We're getting an update from S&WB this afternoon after their meeting.
NEW ORLEANS, LA. - City officials are scheduled to give an update Friday on the status of repairs at New Orleans’ drainage pumping stations.

Members of the Sewerage and Water Board will hold a special meeting to discuss repairs and possibly appoint a new interim director. The meeting starts at 1 p.m.

The meeting will include the leadership already in place at the S&WB as well as the team Mayor Mitch Landrieu put in place to lead during hurricane season. The mayor is confident that the team will make necessary changes within the S&WB.
Right, so Paul Rainwater gets introduced as the Coach O of the board for now. Watch for that today.

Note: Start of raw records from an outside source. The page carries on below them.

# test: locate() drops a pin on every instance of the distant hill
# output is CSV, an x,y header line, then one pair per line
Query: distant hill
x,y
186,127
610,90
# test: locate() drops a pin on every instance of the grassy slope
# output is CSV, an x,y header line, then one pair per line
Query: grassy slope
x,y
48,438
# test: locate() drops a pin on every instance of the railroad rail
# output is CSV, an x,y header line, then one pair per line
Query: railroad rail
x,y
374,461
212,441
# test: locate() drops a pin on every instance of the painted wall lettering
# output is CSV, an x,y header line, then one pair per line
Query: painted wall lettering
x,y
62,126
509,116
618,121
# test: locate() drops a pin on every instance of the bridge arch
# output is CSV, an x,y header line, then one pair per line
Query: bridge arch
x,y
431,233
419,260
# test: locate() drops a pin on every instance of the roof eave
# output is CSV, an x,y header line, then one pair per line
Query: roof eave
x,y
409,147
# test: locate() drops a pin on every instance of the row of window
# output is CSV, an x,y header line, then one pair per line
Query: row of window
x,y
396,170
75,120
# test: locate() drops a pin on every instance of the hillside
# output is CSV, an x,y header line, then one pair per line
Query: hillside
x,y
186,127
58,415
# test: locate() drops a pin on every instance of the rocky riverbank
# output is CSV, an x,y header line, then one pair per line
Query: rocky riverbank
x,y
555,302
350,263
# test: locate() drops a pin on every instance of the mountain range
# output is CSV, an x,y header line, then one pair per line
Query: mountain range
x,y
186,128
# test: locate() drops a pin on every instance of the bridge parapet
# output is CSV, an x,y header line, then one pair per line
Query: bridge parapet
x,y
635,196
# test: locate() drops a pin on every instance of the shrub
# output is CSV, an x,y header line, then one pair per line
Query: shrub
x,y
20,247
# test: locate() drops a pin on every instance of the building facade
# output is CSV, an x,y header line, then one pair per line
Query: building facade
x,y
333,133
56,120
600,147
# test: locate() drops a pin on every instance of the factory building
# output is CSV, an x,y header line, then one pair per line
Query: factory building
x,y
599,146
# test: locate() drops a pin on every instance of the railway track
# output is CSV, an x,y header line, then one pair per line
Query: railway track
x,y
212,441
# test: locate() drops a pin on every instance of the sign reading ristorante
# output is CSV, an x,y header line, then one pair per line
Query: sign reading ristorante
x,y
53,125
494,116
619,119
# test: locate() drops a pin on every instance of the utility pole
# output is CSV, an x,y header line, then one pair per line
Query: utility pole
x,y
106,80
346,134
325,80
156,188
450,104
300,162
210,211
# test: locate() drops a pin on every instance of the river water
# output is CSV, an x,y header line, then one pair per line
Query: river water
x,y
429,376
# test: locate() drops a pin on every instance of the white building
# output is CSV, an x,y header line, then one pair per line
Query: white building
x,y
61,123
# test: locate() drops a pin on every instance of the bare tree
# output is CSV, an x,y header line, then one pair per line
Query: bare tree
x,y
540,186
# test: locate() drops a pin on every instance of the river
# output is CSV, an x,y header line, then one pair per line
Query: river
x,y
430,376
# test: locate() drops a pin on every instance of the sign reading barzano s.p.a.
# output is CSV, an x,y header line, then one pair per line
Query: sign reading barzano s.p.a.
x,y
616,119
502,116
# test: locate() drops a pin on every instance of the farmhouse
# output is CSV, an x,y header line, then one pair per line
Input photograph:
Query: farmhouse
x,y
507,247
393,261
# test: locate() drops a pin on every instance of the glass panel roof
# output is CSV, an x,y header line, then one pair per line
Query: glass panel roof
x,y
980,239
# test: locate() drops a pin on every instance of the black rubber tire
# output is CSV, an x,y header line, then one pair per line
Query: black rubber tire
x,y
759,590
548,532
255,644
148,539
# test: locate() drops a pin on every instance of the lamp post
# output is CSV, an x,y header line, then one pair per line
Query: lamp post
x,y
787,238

Meanwhile, LaToya Cantrell gave a speech this week about the city's drainage issues.  Obviously this is going to be a top theme in the campaign now given the events of last month. And I suppose we should be relieved to see infrastructure displace crime as the number one issue. At the same time it's hard to feel encouraged. This isn't a case of new priorities emerging thanks to an engaged electorate or a diligent press. And we sure as hell aren't benefiting from strong candidates. Instead, the campaign narrative has refocused because a disastrous flood happened.  Are our politics really only capable of producing nothing but cynical reaction?  Actually, don't answer that.

As for Cantrell's "plan," it's a big mash up of the hottest takes from the last few weeks. If you've heard your friends, neighbors, or media personalities do any drainsplaining lately, odds are LaToya has a shout out to something you've heard about.  Get more money from the Convention Center, lift the property tax exemption from nonprofits, fold S&WB into City Hall, levy that (highly questionable) stormwater drainage fee we wrote about the other day.  She even suggests finding money somewhere in the WTC redevelopment deal which is something Desiree Charbonnet highlighted in her housing plan. It's dubious whether any of these ideas is readily workable. Some of them are not even good ideas.

But that isn't the point.  This isn't a coherent policy document. It's a big kitchen sink campaign flier. All it does is list things people might like to hear while promising not to tax them too much "until later." 
The Landrieu administration has begun to design a fee built on how much rainwater runs off private properties into the public drainage system. Cantrell said she would support such a fee, but her approach would single out universities, hospitals and other nonprofit entities exempt from city property taxes.

It would not include tax-paying property owners until a later stage, she said.

"This is something I believe will be significant to improving the revenue source and stream to ensure we improve the overall infrastructure of our city," Cantrell said.
People like that. The wealthier property owners LaToya tends to favor like that, especially. They also like prison labor. Maybe we can give them that and clean storm drains.  Is that asking too much?  Maybe not. 
She pitched using local inmates, through a partnership with the Orleans Parish Sheriff's Office, as "boots on the ground, helping, again, improve our infrastructure," but she didn't elaborate on what type of work they would do.
Something for everybody in this plan.